In the past few months, Dane and I have run a few regional clinics, coaches several events, and worked with many teams on improving boat handling skills around the course. There has been some good improvement from many teams, but the rate of improvement varies a lot from team to team. While everyone needs old lessons to be reinforced every once in a while, the teams who make the most progress are the ones who really drill down into the details and master each individual skill before moving on to the next one. Here are a few important things that you can do to ensure that you master new skills and arrive at your next event ready for the next piece of the puzzle.
Practice The Fundamentals
When Quinn finished the crew swap round-robin drill at the Long Beach ODP camp, his first comment was, "Everyone needs a lot of work on their fundamentals." Fundamentals are the building blocks that go into every other maneuver including balance, feel, smoothness, quick reaction time and more.

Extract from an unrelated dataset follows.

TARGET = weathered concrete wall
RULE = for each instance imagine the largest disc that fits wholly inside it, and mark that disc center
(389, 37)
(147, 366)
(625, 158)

While it's easy to gloss over the fundamentals in our quest to get racing quickly, they are often times the factors that cause teams to plateau in ability. Here are some drills that you can incorporate into every practice to keep pushing your fundamentals forward and to prevent plateauing.
- Work on feel:
- Rudderless sailing
- Blindfolded sailing
- Work on balance:
- Boat yoga
- Tacking in front of the forestay
- Work on having smooth, quick reactions:
- Heeled to windward progressions
- Freestyle trapeezing
One. Step. At. A. Time.
One of the biggest functions of a coach is to simplify everything happening on the water to come up with one or two changes that will improve a team's outcome. Frequently I have parents ride along in the coach boat, who want their sailor to master twenty different lessons in each visit to the coach boat, but it's very important to pick one thing to work on, and master that single thing before moving to the next thing. For example, during our April clinic in Santa Barbara, the main focus was on light air gybes, and specifically the timing of the kite relative to the steering. At this most recent ODP Camp in May, it was very obvious which teams fixed that issue, and which have not yet. Those who have fixed the issue can now move on to the next item on the checklist, while those who practiced "boat handling" in general, might be a tiny bit better at everything, but still don't have satisfactory gybes or (likely) any other maneuver. To help organize what you are focusing on in each condition, try putting together a SWOT Chart like this one, and tracking your improvement over time.
Focus On The Details
We have discussed this before, but we can't emphasize enough how important it is to focus on finer and finer details the better you get. Almost all of the teams that we work with at this point have the a solid foundation of skills; most teams can get on a starting line, find a clean lane, and pick their heads up out of the boat to think about tactics during racing, but at the top of the fleet, that is not enough. The top teams consistently push themselves to focus on finer and finer details: obviously they nailed their hand and foot positioning, but did they pull on the boat as hard as they could in the exit? Was the rate of pull consistent? Could they have varied the rate of pull to eek out a tiny bit more acceleration in the middle of the flatten?
Whenever you receive criticism from a coach, make a note of what it was, and dig into it when you get to train by yourself. If the kite switch in a gybe was your weakness, try to determine why it didn't go well. Was your foundation of footwork and handwork good? Was your timing correct? Did you do any extra or unnecessary movements? Were you limited by your fitness?